Tandon Damini, Sletten Arthur, Ha Austin, Skolnick Gary B, Commean Paul, Myckatyn Terence
From the Division of Plastic and Reconstructive Surgery, Washington University School of Medicine in Saint Louis, St. Louis, MO.
Department of Plastic Surgery, The University of Texas MD Anderson Cancer Center, Houston, TX.
Plast Reconstr Surg Glob Open. 2025 Jan 10;13(1):e6413. doi: 10.1097/GOX.0000000000006413. eCollection 2025 Jan.
We present an approach for evaluating abdominal computed tomography (CT) scans that generates reproducible measures relevant to donor site morbidity after abdominally based breast reconstruction. Seventeen preoperative CT metrics were measured in 20 patients with software: interanterior superior iliac spine distance; abdominal wall protrusion; interrectus distance; rectus abdominis width, thickness, and width-to-thickness ratio; abdominal wall thickness; subcutaneous fat volume; visceral fat volume; right/left psoas volumes and densities; and right/left rectus abdominis volumes and densities. Two operators performed measures to determine interrater reliability (n = 10). Interclass coefficients (ICCs) were calculated, and Bland-Altman plots were fashioned. Intrarater reliability was excellent (ICC > 0.9, 0.958-1) for 15 measures, and good (0.75 < ICC < 0.9, 0.815-0.853) for 2 measures. Interrater reliability was excellent (ICC > 0.9, 0.912-0.995) for 12 measures and good (0.75 < ICC < 0.9, 0.78-0.896) for 5 measures. Bland-Altman plots confirmed intra/interrater agreement.

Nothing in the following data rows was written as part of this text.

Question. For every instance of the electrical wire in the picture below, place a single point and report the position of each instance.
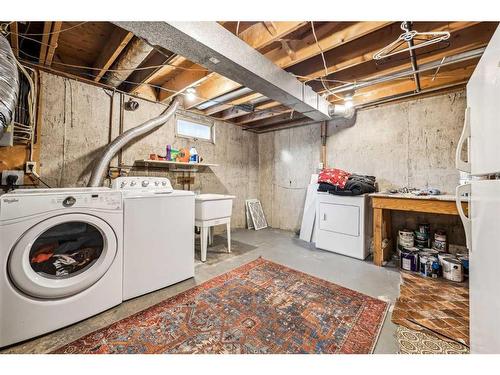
(324, 62)
(161, 88)
(109, 87)
(55, 32)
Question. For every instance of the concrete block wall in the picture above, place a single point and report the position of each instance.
(79, 119)
(410, 143)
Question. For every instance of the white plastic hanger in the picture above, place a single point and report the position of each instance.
(409, 36)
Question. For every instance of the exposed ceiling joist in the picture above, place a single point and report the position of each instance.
(331, 36)
(361, 50)
(47, 26)
(221, 107)
(117, 42)
(54, 37)
(136, 52)
(238, 112)
(209, 44)
(257, 36)
(156, 58)
(14, 39)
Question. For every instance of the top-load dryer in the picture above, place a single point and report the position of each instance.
(158, 234)
(60, 258)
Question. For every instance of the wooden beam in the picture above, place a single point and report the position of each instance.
(14, 40)
(221, 107)
(468, 39)
(47, 26)
(362, 50)
(256, 36)
(234, 112)
(117, 42)
(279, 119)
(465, 36)
(54, 37)
(144, 75)
(292, 52)
(261, 115)
(449, 76)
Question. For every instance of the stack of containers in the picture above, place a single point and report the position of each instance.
(416, 255)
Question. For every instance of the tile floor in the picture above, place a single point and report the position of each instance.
(276, 245)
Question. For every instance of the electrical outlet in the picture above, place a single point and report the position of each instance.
(19, 174)
(30, 167)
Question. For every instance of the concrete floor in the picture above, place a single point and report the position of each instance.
(276, 245)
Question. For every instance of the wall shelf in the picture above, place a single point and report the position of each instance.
(175, 165)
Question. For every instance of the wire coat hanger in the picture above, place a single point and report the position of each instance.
(425, 38)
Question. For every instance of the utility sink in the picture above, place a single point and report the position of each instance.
(213, 206)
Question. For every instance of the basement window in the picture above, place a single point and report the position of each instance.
(194, 130)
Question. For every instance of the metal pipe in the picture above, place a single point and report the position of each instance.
(469, 55)
(413, 58)
(9, 85)
(323, 143)
(99, 171)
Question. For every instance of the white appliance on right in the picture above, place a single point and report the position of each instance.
(481, 135)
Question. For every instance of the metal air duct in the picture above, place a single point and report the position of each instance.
(9, 84)
(99, 171)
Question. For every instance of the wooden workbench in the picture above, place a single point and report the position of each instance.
(383, 203)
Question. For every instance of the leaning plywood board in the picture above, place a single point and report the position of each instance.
(309, 215)
(257, 214)
(247, 214)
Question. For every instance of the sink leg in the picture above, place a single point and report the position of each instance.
(203, 240)
(210, 236)
(228, 226)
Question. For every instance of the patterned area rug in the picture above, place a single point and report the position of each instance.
(419, 342)
(260, 307)
(434, 305)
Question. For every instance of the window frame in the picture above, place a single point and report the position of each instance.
(210, 124)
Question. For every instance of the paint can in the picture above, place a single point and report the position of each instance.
(422, 235)
(409, 259)
(405, 238)
(440, 242)
(464, 259)
(453, 270)
(429, 266)
(441, 256)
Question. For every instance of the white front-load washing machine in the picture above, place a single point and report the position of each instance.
(158, 236)
(60, 256)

Our study meets its objective of establishing a protocol for obtaining abdominal CT measurements with high reproducibility and intrarater and interrater reliability. Although this study is not meant to weigh the particular influences of various CT measurements on clinical outcomes, we are now actively studying this with the intention of reporting our findings in the near future. Larger patient cohorts must be leveraged to determine correlations between abdominal CT scan findings and donor site outcomes using machine learning algorithms that generate models for predicting abdominal donor site complications.

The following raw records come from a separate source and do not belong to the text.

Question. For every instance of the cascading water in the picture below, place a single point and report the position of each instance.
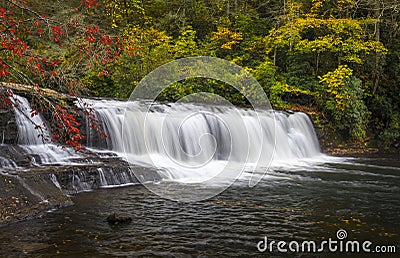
(32, 133)
(185, 142)
(193, 141)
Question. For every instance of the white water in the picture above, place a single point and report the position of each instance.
(193, 143)
(187, 142)
(34, 140)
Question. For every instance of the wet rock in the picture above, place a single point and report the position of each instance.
(116, 218)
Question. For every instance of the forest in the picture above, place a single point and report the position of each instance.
(339, 58)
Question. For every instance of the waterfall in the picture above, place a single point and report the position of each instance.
(27, 134)
(30, 139)
(194, 140)
(183, 141)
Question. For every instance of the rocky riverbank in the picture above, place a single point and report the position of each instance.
(30, 191)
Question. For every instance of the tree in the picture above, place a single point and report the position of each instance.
(41, 50)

我们提出了一种评估腹部计算机断层扫描(CT)的方法,该方法可生成与腹部乳房重建术后供区并发症相关的可重复测量指标。使用软件对20例患者的17项术前CT指标进行了测量:髂前上棘间距;腹壁突出度;腹直肌间距;腹直肌宽度、厚度及宽厚比;腹壁厚度;皮下脂肪体积;内脏脂肪体积;左右腰大肌体积和密度;以及左右腹直肌体积和密度。两名操作人员进行测量以确定评分者间信度(n = 10)。计算组内相关系数(ICC)并绘制Bland-Altman图。15项测量的评分者内信度极佳(ICC > 0.9,0.958 - 1),2项测量的评分者内信度良好(0.75 < ICC < 0.9,0.815 - 0.853)。12项测量的评分者间信度极佳(ICC > 0.9,0.912 - 0.995),5项测量的评分者间信度良好(0.75 < ICC < 0.9,0.78 - 0.896)。Bland-Altman图证实了评分者内/间的一致性。我们的研究达到了其目标,即建立一种具有高重复性以及评分者内和评分者间信度的腹部CT测量方案。尽管本研究并非旨在衡量各种CT测量对临床结果的具体影响,但我们目前正在积极研究这一问题,打算在不久的将来报告我们的研究结果。必须利用更大的患者队列,使用生成预测腹部供区并发症模型的机器学习算法来确定腹部CT扫描结果与供区结果之间的相关性。